Thursday, September 13, 2007

Ten Things We Cannot Do Without

1. Australian Cattle Dog

2. Thelonious Monk

3. Blintzes

4. The Sunday New York Times crossword puzzle

5. Pinot noir

6. Moleskine notebooks

7. KC barbecue


8. Gerbera daisies

9. The Well-Tempered Clavichord

10. The Big Sur Coastline

lagniape: 11. blogging

Sunday, September 2, 2007

Friends

SAM--short-haired domestic, black, white, gray. A gifted editor. Used to belong to interior decorator. Hated snow. Fond of Kitty-Queen chopped kidney.
MAUDE--short-haired domestic, black, white, brown splotch.
ARMAND--short-haired domestic, treasured at first because he looked like Sam. Liked to hang out on roof. Had mood swings. A mean drunk when high on catnip.
MADAM OVARY--his mother.
BLUE-blue-tick hound, black, white, brown. Extraordinary nose, lovely bawl-mouth.
EDWARD BEAR--her son. Had charge account at Brownie's deli on La Cienega. Once bit deputy sheriff. Experienced serious moods. Ringing chop on track. Resounding baritone on tree. Holds some kind of record for having been treated to steak sandwiches by various patrons of Mom's Italian Villa on Cota Street.
JEDEDIAH STRONG SMITH--also her son. Good strong bawl mouth, excited chop on deer scent, deep baritone on tree with raccoon.
MOLLY--four-parter, black with brown trim. Great swimmer. Liked to carry huge logs. Grew increasingly impatient with the five o'clock northbound passenger train. Tended to snore at writers' conferences.
NELL--Aussie Cattle Dog/Aussie Shepherd--tawny brown with black flecks. One of the most consistently happy dogs I have ever known.
SALLY--Aussie Shepherd, Aussie Cattle Dog. A control freak. Likes to bury croissant pieces.
Preternaturally intelligent, good communication skills. Mind of her own.

Sunday, August 5, 2007

Horse Latitude

1. A happy combination of a watering trough for horses at Parma Park and a chance remark by LK provide--provoke--the trifecta, the combination that will be perfect for this week's book review, which falls on the Golden Oldies side of the coin, which means a dip back into the past. Thus Faulkner's Spotted Horses, Steinbeck's The Red Pony, and Chapter XXIV of Roughing It by SLC, the iconic tale of the Genuine Mexican Plug Horse. Although I have in the past engaged in research related to the relative speeds of various horses over various lengths, I am not a horse person. These three tales, two pure inventions and one Twain reportage, could change my mind.

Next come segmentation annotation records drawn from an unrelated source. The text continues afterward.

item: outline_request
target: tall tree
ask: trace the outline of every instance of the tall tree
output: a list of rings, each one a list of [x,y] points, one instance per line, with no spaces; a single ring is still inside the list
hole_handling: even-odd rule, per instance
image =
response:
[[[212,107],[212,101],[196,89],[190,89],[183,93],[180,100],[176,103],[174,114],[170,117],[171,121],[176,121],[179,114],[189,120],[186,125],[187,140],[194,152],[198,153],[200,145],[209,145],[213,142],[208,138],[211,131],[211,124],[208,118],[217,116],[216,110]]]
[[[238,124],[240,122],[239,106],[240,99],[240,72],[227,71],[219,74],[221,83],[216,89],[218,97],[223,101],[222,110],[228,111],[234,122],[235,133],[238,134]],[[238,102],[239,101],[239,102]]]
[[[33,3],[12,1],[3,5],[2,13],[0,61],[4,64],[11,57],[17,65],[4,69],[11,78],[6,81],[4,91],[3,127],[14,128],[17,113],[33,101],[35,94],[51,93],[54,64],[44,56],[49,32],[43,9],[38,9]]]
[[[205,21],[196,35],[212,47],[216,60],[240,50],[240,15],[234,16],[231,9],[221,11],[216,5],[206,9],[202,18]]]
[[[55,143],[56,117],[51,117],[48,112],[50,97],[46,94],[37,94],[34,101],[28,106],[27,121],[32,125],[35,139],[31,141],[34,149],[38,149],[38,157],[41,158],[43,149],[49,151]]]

2. Another happy chance sent me down the lower part of Milpas Street, whereupon I passed
the store that displayed the pinatas I was so pleased to see yesterday. Around the block and into a freshly vacated space to see that apparently the display is changed every day. Hot dog! Or should I say, Hot horse? Today's display, as you will note, includes a horse

3. Lovely discovery: Pure-bred Australian Cattle Dogs have a white blotch somewhere on their forehead. Said blotch is called a Morgan, supposedly after one of the pioneer breeders of the ACD. How do I know this is not an urban myth? I asked the man--an ACD owner--who imparted this information. Because, he said, my brother breeds ACDs and all forty-five of his current crop have Morgans; it is a sign of ACD authenticity.

Sally, he noted, is enough--half--ACD to have a Morgan, a sign that the ACD genes are dominant in her.

4. Haruki Murikami, an excellent novelist (The Wind-Up Bird Chronicle, Kafka on the Shore, etc) claims he learned everything he needed to know about writing from listening to music, and most of that is jazz.

5. A hungry customer approached the hot dog stand at the Yoga Center in downtown Santa Barbara. "What'll it be?" the attendant asked.

"Make me one with everything," the customer replied.

The attendant shook his head. "Can't do that," he said. "You already are."